Amendment No. 3 to Form 8-K

 

 

UNITED STATES

SECURITIES AND EXCHANGE COMMISSION

WASHINGTON, D.C. 20549

 

 

Amendment No. 3

TO

FORM 8-K

ON

FORM 8-K/A

 

 

CURRENT REPORT

PURSUANT TO SECTION 13 OR 15(d) OF THE

SECURITIES EXCHANGE ACT OF 1934

Date of Report (Date of earliest event reported): June 11, 2009

 

 

CAPITOL ACQUISITION CORP.

(Exact Name of Registrant as Specified in Charter)

 

 

 

Delaware   001-33769   26-0435458

(State or Other Jurisdiction

of Incorporation)

  (Commission File Number)  

(IRS Employer

Identification No.)

 

509 7th Street, N.W.

Washington, D.C.

  20004
(Address of Principal Executive Offices)   (Zip Code)

Registrant’s telephone number, including area code: 202-654-7060

Not Applicable

(Former Name or Former Address, if Changed Since Last Report)

 

 

Check the appropriate box below if the Form 8-K filing is intended to simultaneously satisfy the filing obligation of the registrant under any of the following provisions (see General Instruction A.2. below):

 

¨ Written communications pursuant to Rule 425 under the Securities Act (17 CFR 230.425)

 

x Soliciting material pursuant to Rule 14a-12 under the Exchange Act (17 CFR 240.14a-12)

 

¨ Pre-commencement communications pursuant to Rule 14d-2(b) under the Exchange Act (17 CFR 240.14d-2(b))

 

¨ Pre-commencement communications pursuant to Rule 13e-4(c) under the Exchange Act (17 CFR 240.13e-4(c))

 

 

 


CAPITOL ACQUISITION CORP. (“CAPITOL”) INTENDS TO HOLD PRESENTATIONS FOR CERTAIN OF ITS STOCKHOLDERS AND WARRANTHOLDERS, AS WELL AS OTHER PERSONS WHO MIGHT BE INTERESTED IN PURCHASING CAPITOL SECURITIES, REGARDING ITS PROPOSED BUSINESS COMBINATION WITH TWO HARBORS INVESTMENT CORP. (“TWO HARBORS”), AS DESCRIBED IN THIS CURRENT REPORT ON FORM 8-K, AS AMENDED.
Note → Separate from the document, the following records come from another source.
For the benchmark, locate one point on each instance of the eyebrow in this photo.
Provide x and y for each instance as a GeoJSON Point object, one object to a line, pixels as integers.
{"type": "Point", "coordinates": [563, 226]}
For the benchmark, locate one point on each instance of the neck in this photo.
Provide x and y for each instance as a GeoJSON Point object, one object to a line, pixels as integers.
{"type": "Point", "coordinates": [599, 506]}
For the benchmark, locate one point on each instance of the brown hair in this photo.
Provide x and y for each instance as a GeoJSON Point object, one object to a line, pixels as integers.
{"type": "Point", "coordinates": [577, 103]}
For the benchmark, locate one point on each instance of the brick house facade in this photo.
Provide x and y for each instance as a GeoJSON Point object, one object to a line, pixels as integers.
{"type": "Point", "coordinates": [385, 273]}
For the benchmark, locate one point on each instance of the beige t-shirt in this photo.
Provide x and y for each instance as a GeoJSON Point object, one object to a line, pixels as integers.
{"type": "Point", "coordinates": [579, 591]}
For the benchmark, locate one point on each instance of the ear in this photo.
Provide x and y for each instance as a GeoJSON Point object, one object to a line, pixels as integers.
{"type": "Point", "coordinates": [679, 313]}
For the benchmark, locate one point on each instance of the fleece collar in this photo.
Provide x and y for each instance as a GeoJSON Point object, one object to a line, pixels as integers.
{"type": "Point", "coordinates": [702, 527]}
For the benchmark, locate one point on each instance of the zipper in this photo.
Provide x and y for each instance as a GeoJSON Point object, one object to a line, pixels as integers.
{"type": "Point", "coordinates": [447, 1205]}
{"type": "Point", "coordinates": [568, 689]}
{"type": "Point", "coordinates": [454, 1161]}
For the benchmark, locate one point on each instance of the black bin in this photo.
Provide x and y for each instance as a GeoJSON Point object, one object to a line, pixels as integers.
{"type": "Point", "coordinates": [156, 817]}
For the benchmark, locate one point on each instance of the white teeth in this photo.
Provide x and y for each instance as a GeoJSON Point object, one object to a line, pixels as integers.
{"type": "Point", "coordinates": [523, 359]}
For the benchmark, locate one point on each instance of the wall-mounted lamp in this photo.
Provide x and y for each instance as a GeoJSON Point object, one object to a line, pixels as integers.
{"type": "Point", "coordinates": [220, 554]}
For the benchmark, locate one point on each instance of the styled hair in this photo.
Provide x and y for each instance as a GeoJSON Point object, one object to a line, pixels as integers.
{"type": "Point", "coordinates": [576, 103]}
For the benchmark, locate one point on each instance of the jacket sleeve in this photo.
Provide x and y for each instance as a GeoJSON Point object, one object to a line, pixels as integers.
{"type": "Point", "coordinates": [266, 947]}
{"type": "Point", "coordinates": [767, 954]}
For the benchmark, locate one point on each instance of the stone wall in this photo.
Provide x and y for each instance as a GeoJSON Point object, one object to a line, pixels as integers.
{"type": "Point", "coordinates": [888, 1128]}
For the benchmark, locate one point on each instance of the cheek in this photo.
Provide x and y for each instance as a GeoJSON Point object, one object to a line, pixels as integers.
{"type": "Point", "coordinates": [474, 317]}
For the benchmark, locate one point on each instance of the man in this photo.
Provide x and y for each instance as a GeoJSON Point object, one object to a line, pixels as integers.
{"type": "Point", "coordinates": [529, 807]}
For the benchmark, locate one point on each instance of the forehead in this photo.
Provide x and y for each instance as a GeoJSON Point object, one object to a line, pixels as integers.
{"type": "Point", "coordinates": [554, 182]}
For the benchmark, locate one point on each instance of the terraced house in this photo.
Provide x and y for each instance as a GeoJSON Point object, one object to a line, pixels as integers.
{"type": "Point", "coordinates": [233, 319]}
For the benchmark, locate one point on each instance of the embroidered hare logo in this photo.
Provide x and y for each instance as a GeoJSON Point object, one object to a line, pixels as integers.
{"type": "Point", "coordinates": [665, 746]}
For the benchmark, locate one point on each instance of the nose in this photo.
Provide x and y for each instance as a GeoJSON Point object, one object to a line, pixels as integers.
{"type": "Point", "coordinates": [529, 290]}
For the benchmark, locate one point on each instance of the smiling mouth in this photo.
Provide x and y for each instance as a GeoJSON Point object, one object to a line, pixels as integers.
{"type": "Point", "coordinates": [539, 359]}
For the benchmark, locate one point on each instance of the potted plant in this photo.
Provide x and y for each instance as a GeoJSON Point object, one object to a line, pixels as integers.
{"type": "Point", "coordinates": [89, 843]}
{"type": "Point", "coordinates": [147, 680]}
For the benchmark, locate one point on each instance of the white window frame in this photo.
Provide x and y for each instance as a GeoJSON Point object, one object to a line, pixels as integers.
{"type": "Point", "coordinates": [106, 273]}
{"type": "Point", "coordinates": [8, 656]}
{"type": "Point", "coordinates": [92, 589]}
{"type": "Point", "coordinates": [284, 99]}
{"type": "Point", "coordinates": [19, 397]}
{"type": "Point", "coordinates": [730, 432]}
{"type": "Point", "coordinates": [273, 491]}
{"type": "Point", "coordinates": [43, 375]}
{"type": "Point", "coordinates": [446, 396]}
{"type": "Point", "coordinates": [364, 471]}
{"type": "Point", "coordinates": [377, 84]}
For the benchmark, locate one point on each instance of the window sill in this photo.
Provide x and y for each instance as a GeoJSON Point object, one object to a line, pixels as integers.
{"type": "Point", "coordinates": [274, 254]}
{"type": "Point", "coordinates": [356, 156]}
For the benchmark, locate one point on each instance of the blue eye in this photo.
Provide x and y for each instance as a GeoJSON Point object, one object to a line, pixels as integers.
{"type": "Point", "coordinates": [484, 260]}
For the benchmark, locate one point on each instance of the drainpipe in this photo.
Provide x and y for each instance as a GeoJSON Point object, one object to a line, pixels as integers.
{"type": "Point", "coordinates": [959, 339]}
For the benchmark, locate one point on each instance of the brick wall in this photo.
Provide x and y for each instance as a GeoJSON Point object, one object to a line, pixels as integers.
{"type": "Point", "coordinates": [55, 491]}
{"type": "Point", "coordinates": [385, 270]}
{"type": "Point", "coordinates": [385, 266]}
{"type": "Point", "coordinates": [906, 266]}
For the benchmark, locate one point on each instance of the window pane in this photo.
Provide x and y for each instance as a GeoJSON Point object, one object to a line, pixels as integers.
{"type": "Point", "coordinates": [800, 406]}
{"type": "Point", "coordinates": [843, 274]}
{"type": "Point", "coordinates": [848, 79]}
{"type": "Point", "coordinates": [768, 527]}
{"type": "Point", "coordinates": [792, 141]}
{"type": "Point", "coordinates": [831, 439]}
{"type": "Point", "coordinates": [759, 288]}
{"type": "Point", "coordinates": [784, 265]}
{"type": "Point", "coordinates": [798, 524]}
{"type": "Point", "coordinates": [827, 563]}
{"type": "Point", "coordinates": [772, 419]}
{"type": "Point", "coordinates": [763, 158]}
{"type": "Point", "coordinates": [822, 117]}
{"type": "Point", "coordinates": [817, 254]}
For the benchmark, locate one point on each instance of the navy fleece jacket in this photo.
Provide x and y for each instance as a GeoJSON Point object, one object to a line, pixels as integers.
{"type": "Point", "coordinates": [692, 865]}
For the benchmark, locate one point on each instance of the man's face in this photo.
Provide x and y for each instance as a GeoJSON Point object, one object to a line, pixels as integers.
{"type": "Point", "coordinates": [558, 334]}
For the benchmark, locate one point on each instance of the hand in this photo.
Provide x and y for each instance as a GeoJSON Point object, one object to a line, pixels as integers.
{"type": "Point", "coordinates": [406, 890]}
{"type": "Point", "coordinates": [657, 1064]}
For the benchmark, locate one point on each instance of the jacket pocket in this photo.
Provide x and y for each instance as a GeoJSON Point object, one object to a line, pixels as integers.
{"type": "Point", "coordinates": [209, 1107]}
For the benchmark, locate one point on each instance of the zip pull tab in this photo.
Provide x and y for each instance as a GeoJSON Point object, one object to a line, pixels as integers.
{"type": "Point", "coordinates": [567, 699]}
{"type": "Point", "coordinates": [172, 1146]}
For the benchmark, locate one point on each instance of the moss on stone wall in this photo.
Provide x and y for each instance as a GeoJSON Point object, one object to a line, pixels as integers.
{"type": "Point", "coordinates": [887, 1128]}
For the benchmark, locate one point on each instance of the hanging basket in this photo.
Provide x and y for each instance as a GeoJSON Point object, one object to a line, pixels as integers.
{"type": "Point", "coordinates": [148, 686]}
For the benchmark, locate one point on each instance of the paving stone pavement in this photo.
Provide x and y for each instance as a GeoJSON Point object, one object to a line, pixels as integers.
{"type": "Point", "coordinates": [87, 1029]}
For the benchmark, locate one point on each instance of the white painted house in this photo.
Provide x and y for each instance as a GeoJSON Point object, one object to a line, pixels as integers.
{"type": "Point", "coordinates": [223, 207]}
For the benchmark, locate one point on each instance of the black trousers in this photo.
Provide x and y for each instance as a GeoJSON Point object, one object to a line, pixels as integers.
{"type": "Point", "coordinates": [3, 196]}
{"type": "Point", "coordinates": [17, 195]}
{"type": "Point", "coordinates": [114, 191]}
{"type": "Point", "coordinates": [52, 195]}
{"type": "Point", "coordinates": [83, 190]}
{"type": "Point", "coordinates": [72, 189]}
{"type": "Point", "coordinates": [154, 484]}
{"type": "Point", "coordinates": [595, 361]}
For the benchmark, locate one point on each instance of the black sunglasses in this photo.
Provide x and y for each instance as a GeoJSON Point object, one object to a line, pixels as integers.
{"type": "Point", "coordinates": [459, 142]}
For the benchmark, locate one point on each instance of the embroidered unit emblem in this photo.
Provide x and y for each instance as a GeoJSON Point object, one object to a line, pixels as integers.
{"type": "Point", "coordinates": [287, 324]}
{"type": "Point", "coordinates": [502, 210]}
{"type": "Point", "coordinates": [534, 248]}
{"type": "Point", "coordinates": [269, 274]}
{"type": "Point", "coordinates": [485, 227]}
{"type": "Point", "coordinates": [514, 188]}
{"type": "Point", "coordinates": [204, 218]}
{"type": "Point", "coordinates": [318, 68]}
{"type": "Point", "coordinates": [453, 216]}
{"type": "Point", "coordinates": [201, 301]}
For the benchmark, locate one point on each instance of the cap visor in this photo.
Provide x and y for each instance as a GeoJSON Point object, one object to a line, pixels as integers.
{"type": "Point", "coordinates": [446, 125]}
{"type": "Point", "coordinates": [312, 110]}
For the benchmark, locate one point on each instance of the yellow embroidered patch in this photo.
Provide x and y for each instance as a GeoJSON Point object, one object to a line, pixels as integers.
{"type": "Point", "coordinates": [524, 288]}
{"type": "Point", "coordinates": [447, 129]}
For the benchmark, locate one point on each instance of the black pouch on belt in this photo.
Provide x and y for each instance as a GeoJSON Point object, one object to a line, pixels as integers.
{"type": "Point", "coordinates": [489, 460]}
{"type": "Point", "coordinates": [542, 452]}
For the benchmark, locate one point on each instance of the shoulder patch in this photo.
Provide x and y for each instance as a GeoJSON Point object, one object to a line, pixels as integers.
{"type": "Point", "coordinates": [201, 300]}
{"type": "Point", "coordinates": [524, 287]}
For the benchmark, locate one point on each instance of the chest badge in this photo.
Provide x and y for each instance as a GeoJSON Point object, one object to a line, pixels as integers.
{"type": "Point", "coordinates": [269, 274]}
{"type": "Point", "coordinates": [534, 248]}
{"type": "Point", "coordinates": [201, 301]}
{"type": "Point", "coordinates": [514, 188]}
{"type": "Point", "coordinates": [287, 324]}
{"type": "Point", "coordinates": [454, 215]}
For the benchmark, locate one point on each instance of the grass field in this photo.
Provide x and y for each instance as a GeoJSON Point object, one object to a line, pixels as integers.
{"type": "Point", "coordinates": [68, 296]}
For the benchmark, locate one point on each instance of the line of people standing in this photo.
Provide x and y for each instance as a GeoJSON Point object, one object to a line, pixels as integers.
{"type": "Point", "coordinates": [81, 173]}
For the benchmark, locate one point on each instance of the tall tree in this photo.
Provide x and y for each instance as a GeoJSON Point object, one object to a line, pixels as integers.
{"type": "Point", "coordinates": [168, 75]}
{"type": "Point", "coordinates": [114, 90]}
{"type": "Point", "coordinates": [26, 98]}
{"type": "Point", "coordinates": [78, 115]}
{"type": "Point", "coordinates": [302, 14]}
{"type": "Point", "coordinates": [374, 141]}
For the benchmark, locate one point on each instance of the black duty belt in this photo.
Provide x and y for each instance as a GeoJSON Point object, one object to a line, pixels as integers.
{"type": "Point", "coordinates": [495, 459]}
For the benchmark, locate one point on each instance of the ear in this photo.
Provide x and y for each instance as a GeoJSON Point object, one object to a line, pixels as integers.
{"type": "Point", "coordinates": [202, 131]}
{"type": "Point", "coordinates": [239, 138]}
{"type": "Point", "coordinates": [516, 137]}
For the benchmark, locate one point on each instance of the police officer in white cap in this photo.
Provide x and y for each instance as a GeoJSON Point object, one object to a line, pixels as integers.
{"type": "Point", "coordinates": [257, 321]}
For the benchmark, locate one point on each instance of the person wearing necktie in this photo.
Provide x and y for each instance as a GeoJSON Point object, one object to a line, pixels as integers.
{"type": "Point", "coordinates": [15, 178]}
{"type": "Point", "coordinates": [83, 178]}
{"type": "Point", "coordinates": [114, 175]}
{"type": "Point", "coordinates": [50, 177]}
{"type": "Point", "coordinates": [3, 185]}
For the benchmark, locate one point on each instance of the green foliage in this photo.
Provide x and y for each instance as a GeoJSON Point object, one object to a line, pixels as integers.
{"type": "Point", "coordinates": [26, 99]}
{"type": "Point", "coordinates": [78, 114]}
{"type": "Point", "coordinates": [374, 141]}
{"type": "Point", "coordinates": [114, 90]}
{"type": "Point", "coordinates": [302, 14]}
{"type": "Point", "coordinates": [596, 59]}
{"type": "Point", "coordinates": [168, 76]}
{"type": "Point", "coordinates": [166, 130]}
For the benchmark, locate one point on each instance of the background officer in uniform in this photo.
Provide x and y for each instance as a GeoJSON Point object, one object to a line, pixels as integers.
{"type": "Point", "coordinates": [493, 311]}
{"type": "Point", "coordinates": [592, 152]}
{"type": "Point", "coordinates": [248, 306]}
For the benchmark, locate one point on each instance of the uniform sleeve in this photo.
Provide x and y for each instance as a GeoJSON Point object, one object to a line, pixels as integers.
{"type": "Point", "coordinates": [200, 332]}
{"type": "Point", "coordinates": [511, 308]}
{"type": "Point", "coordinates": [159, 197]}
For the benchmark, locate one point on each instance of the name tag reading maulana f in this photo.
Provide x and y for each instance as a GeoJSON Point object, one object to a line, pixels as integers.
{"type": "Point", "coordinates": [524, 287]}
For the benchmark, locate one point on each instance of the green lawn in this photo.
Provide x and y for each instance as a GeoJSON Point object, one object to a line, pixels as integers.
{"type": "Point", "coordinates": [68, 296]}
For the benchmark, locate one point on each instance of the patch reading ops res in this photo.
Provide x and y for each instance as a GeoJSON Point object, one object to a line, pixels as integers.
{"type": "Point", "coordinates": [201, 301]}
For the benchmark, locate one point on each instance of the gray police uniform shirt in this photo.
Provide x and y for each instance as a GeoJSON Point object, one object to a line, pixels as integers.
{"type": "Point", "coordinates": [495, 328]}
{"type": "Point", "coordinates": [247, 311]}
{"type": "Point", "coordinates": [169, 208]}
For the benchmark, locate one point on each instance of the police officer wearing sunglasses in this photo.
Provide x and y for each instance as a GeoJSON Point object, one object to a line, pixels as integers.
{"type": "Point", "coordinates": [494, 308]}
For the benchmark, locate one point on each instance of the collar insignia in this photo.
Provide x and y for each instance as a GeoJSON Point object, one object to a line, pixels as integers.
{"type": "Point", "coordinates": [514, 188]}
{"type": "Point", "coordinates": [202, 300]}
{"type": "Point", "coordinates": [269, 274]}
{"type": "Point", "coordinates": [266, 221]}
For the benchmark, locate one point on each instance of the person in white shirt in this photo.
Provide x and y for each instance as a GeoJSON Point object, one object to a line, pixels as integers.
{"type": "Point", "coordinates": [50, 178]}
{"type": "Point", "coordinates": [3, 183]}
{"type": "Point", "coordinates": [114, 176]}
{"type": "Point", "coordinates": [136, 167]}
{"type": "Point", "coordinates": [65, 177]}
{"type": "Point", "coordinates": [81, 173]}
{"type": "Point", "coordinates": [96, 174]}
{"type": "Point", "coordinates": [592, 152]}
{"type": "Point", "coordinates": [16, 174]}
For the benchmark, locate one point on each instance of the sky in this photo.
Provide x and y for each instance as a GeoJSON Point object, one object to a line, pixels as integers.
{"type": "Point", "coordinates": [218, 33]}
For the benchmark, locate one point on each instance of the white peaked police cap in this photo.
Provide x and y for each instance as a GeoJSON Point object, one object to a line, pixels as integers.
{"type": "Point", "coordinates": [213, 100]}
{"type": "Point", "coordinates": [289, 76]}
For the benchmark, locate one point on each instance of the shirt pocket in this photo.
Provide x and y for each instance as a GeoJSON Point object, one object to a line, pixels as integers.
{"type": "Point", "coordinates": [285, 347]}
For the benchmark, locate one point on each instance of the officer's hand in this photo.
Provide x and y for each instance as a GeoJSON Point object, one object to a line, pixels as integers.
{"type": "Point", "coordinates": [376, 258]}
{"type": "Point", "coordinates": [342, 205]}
CAPITOL HAS FILED A PROXY STATEMENT WITH THE SECURITIES AND EXCHANGE COMMISSION (“SEC”) AND TWO HARBORS HAS FILED A REGISTRATION STATEMENT WITH THE SEC, IN EACH CASE, THAT CONTAINS A PRELIMINARY PROXY STATEMENT/PROSPECTUS, IN CONNECTION WITH THE PROPOSED TRANSACTION. STOCKHOLDERS AND WARRANTHOLDERS OF CAPITOL AND OTHER INTERESTED PERSONS ARE ADVISED TO READ THE PROXY STATEMENT/PROSPECTUS IN CONNECTION WITH CAPITOL’S SOLICITATION OF PROXIES FOR THE SPECIAL MEETINGS BECAUSE THEY CONTAIN IMPORTANT INFORMATION. SUCH PERSONS CAN ALSO READ CAPITOL’S FINAL PROSPECTUS, DATED NOVEMBER 8, 2007, IN CONNECTION WITH CAPITOL’S INITIAL PUBLIC OFFERING (“IPO”) FOR A DESCRIPTION OF THE SECURITY HOLDINGS OF THE CAPITOL OFFICERS AND DIRECTORS AND THEIR RESPECTIVE INTERESTS IN THE SUCCESSFUL CONSUMMATION OF THE PROPOSED TRANSACTION. THE DEFINITIVE PROXY STATEMENT/PROSPECTUS WILL BE MAILED TO CAPITOL STOCKHOLDERS AND WARRANTHOLDERS, AS THE CASE MAY BE, AS OF A RECORD DATE TO BE ESTABLISHED FOR VOTING ON THE PROPOSED TRANSACTION. STOCKHOLDERS AND WARRANTHOLDERS WILL ALSO BE ABLE TO OBTAIN A COPY OF THE DEFINITIVE PROXY STATEMENT/PROSPECTUS, WITHOUT CHARGE, BY DIRECTING A REQUEST TO: CAPITOL ACQUISITION CORP., 509 7TH STREET, N.W., WASHINGTON, D.C. 20004. FREE COPIES OF THESE DOCUMENTS, ONCE AVAILABLE, CAN ALSO BE OBTAINED, WITHOUT CHARGE, AT THE SEC’S INTERNET SITE (HTTP://WWW.SEC.GOV).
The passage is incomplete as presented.